Die Liste der Maßnahmen, die das VW-Management am 27.10.2024 vorgelegt hat, zielt zunächst auf eine Einsparung von vier Milliarden der zehn Milliarden Euro, die von der Arbeitnehmerseite als „Giftliste“ betitelt wurde (IGM 2024 b). Der Haustarifvertrag gilt für die sechs Standorte der VW AG (Braunschweig, Emden, Kassel, Salzgitter, Wolfsburg), die VW-Töchter Financial Services, Immobilien sowie der dx.one GmbH mit zusammen 120.000 Beschäftigten. Gekündigt wurden zudem auch die Verträge zur Beschäftigungssicherung der VW Sachsen GmbH (Chemnitz, Dresden, Zwickau) mit 11.640 Beschäftigten sowie der VW-Osnabrück GmbH, wo 2.300 Menschen arbeiten. Gekündigt wurden die Tarifverträge zum Einsatz von Zeit- und Leiharbeit (organisiert über VW Group Services (zwischen 10.000 und 13.400 Arbeitsplätze), Wolfsburg AG und externe Anbieter (Leiharbeit), deren Laufzeiten ohnehin am 30.11.2024 auslaufen. Beschäftigte in Leiharbeit (ohne VW Group Services) waren stets die ersten Streichposten vergangener Restrukturierungsprogramme. Ihre Zahl ist aktuell an allen VW-Standorten quasi auf null heruntergefahren. Übernahmen, die in der Vergangenheit noch üblich waren, gibt es kaum noch. Das VW-Management fordert nun, in Zukunft nur noch Zeit- und Leiharbeitskräfte zu Bedingungen der Tarife der Leiharbeitsbranche zu beschäftigen, deren Entgelte in den letzten Jahren zwar gestiegen, aber immer noch deutlich unter den VW-Konditionen liegen. Der auch gekündigte Tarif Plus-Tarifvertrag betrifft Beschäftigte mit Experten- und Spezialfunktionen. Sie haben abweichend von der Kernbelegschaft höhere Arbeitszeiten, aber bessere Boni und diverse andere Vergünstigungen. Ziel ist es, die Boni in Zukunft an die tarifliche Erfolgsbeteiligung zu koppeln. Unklar blieb bisher, was mit dem Bestandsschutz für Beschäftigte passiert, deren Arbeitsverhältnisse vor 2005 begonnen haben, also unter den Haustarifvertrag I fallen.
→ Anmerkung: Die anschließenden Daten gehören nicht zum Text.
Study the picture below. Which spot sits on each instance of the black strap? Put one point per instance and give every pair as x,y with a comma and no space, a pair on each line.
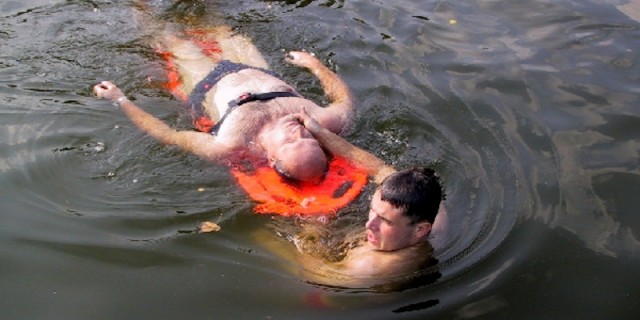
249,97
258,97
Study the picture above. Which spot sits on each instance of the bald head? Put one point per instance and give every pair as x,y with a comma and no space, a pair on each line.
303,160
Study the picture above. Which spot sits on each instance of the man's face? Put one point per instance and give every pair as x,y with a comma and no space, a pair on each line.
388,229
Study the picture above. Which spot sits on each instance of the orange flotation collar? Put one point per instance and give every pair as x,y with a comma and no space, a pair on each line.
342,183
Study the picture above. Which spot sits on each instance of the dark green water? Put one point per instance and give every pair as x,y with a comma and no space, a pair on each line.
528,109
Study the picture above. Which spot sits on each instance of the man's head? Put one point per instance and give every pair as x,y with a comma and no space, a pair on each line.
294,152
403,209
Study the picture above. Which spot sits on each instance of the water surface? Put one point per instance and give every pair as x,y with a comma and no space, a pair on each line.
529,111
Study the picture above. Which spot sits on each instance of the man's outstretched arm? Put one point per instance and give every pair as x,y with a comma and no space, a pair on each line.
199,143
341,107
336,145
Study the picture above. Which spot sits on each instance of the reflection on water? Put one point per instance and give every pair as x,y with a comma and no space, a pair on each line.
528,110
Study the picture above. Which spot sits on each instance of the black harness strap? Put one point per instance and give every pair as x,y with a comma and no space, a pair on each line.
249,97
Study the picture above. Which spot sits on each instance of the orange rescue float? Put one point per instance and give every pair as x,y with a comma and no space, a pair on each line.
342,183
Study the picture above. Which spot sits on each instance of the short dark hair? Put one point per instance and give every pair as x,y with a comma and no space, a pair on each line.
417,191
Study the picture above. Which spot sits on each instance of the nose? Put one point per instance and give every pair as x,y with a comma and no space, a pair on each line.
372,223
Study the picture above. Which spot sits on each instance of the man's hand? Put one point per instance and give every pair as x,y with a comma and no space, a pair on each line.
302,59
307,121
107,90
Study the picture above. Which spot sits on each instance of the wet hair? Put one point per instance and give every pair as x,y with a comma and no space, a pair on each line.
417,191
286,176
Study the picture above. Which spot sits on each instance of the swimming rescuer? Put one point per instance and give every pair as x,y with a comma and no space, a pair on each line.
244,114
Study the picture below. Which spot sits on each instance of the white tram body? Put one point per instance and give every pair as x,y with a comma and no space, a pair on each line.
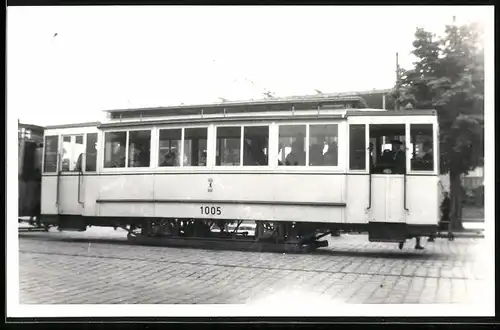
111,173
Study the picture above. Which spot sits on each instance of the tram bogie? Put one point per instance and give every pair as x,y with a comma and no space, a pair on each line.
297,170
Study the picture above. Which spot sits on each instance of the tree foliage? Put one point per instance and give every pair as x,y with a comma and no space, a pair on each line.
448,76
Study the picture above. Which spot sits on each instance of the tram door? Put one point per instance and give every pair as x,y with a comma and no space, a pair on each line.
387,150
75,161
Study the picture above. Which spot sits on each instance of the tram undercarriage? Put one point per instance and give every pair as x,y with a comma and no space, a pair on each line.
226,234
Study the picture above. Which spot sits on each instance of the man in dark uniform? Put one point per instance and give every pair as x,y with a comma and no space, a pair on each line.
398,156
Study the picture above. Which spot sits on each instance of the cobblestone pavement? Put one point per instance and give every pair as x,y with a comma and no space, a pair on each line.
350,270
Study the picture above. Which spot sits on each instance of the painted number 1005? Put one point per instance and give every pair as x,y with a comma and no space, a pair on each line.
210,210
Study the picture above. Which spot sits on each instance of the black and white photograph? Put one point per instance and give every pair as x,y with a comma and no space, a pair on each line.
250,161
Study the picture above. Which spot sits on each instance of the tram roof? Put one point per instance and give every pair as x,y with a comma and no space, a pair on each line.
271,104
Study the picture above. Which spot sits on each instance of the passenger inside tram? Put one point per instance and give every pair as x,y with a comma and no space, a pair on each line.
297,156
169,159
330,157
392,161
316,155
425,161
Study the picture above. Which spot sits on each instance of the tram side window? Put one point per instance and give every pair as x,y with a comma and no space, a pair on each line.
255,145
195,146
72,151
357,147
139,148
422,155
50,157
228,146
169,153
114,149
323,145
66,154
91,153
292,145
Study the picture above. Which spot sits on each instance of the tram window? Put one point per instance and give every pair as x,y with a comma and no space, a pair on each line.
387,149
91,153
255,145
169,152
195,146
66,154
422,155
291,148
228,146
50,157
114,149
139,148
323,145
357,147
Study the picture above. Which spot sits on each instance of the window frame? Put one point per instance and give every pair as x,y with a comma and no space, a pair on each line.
366,170
340,138
73,142
57,153
275,157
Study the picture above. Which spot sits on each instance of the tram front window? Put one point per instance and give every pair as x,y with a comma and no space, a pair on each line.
387,149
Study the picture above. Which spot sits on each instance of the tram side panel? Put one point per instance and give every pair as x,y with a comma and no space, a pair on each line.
283,197
125,196
423,201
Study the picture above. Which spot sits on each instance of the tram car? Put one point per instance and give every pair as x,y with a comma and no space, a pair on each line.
30,148
297,168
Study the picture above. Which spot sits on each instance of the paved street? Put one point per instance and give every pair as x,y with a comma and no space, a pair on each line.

Wenn sich die Tarifvertragsparteien am 21.11.2024 zur dritten Verhandlungsrunde treffen, werden die Belegschaften an allen VW-Standorten um den Erhalt ihrer Arbeitsplätze kämpfen und mit ihren Erfahrungen und Kompetenzen dem VW-Management neue Ideen (etwa Arbeitszeitverkürzung, Managementbeiträge, Synergieeffekte) vorlegen. Sie wissen ja, dass es für die bloße PKW-Fahrzeugfertigung alter Art zu viele Kapazitäten gibt, die nur mit anderen Produkten ergänzt werden können. Aber es bleibt eine offene Verhandlungsrunde, in der sich die Stärke der deutschen Mitbestimmung selbstbewusst behaupten muss.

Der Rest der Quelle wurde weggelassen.